It was in this time that orientalist E. G. Browne made a eulogy observation of the effect of 'Abdu'l-Bahá that "One of the most notable practical results of the Baha'i ethical teaching in the United States has been, according to the recent testimony of an impartial and qualified observer, the establishment in Baha'i circles in New York of a real fraternity between black and white, and an unprecedented lifting of the 'colour bar', described by the said observer as 'almost miraculous'."

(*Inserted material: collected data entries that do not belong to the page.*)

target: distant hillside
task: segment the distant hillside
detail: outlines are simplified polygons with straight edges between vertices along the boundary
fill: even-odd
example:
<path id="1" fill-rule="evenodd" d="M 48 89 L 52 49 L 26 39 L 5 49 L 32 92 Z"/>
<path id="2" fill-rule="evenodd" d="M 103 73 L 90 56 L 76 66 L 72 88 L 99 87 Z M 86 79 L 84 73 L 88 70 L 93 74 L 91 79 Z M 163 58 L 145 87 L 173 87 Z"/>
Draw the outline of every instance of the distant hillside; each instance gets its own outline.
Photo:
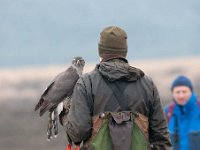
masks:
<path id="1" fill-rule="evenodd" d="M 170 96 L 172 80 L 180 74 L 187 75 L 200 93 L 200 57 L 179 59 L 157 59 L 130 61 L 132 66 L 141 68 L 155 81 L 163 101 Z M 0 70 L 0 100 L 38 99 L 51 80 L 64 71 L 64 66 L 41 66 Z M 89 72 L 95 64 L 87 64 L 84 72 Z"/>
<path id="2" fill-rule="evenodd" d="M 195 92 L 200 96 L 200 57 L 156 59 L 132 62 L 150 75 L 156 83 L 164 104 L 171 99 L 171 84 L 178 75 L 188 76 Z"/>

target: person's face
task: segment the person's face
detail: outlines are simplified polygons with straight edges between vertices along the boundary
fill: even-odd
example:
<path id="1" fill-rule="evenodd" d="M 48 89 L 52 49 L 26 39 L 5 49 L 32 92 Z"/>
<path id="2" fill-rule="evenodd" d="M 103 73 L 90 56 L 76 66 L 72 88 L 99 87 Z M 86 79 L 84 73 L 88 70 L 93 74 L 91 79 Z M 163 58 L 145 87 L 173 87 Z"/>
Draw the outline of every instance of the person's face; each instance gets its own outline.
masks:
<path id="1" fill-rule="evenodd" d="M 177 104 L 184 105 L 190 99 L 192 91 L 187 86 L 177 86 L 173 89 L 172 95 Z"/>

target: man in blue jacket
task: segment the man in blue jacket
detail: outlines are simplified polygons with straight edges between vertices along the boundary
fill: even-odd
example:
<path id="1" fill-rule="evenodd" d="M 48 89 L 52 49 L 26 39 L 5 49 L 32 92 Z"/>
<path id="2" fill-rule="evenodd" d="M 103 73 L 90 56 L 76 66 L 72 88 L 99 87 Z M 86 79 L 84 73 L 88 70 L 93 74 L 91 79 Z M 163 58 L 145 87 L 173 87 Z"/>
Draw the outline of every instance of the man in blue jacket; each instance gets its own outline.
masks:
<path id="1" fill-rule="evenodd" d="M 200 102 L 191 81 L 177 77 L 171 87 L 173 102 L 165 109 L 174 150 L 200 150 Z"/>

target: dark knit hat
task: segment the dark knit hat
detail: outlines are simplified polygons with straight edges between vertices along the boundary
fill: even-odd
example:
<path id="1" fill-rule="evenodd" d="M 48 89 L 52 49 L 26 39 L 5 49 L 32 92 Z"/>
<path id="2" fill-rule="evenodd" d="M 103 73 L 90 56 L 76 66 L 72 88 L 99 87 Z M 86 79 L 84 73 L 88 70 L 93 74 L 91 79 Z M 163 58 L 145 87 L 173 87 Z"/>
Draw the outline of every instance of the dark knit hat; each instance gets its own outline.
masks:
<path id="1" fill-rule="evenodd" d="M 193 91 L 192 82 L 186 76 L 178 76 L 172 83 L 171 90 L 177 86 L 187 86 L 191 89 L 191 91 Z"/>
<path id="2" fill-rule="evenodd" d="M 98 45 L 99 56 L 107 58 L 109 56 L 120 56 L 125 58 L 127 54 L 127 34 L 117 27 L 109 26 L 100 33 Z"/>

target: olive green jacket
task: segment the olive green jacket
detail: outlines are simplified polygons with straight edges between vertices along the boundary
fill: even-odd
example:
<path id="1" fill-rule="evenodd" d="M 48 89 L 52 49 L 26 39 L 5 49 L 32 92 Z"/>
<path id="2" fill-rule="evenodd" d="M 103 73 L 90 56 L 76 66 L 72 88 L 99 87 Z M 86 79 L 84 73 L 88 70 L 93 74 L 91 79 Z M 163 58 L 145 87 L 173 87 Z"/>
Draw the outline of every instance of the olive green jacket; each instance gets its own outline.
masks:
<path id="1" fill-rule="evenodd" d="M 121 59 L 101 62 L 78 80 L 65 123 L 68 137 L 75 143 L 86 141 L 91 136 L 92 116 L 120 110 L 113 91 L 103 78 L 120 84 L 130 111 L 148 117 L 149 142 L 159 149 L 170 149 L 167 123 L 156 86 L 140 69 Z"/>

Through the winter and into the spring of 1922 regular meetings and readings continued at the Church, amidst which a letter from Haifa on the funeral-memorial of 'Abdu'l-Bahá was read. In addition, in March Ford and Bolden again cooperated on the Sunday morning service, and Ford contributed on behalf of the Rainbow Circle on the occasion of Bolden's birthday. In March Baháʼís sponsored a dinner in New York City as an instance of its teaching on race unity – Ford spoke at the event along with Louis G. Gregory, Horace Holley, W. E. B. DuBois and others. Meanwhile, at the First Emmanuel Church, regular Bahá'í meetings, readings, talks of visitors, etc., even talks by other visiting pastors, continued through the summer of 1922.

The break in the pattern was in September 1922. The first sign of a problem was when Revs. Bolden and Simpson were announced as political adversaries. The atmosphere was surely highly charged with bullets at at least one partisan meeting. This was before Shoghi Effendi standardized avoiding political party affiliations in the religion, a principle started by 'Abdu'l-Bahá in America when asked. And this was right after the death of Medora Bolden, the pastor's wife. Among the outpouring of sympathy, flowers were sent including from the "Baha'i Headquarters" and the Rainbow Circle, but all that Simpson could do was send a condolence letter. We don't know why this situation degenerated, but following this, meetings became intermittent and then ended in October, though still mentioned in Reality in November. Rev. Simpson has yet to be found at further Bahá'í meetings, while Bolden appeared at the Bahá'í meetings across 1926-7, and Louis Gregory returned to speak at First Emmanuel in the same period.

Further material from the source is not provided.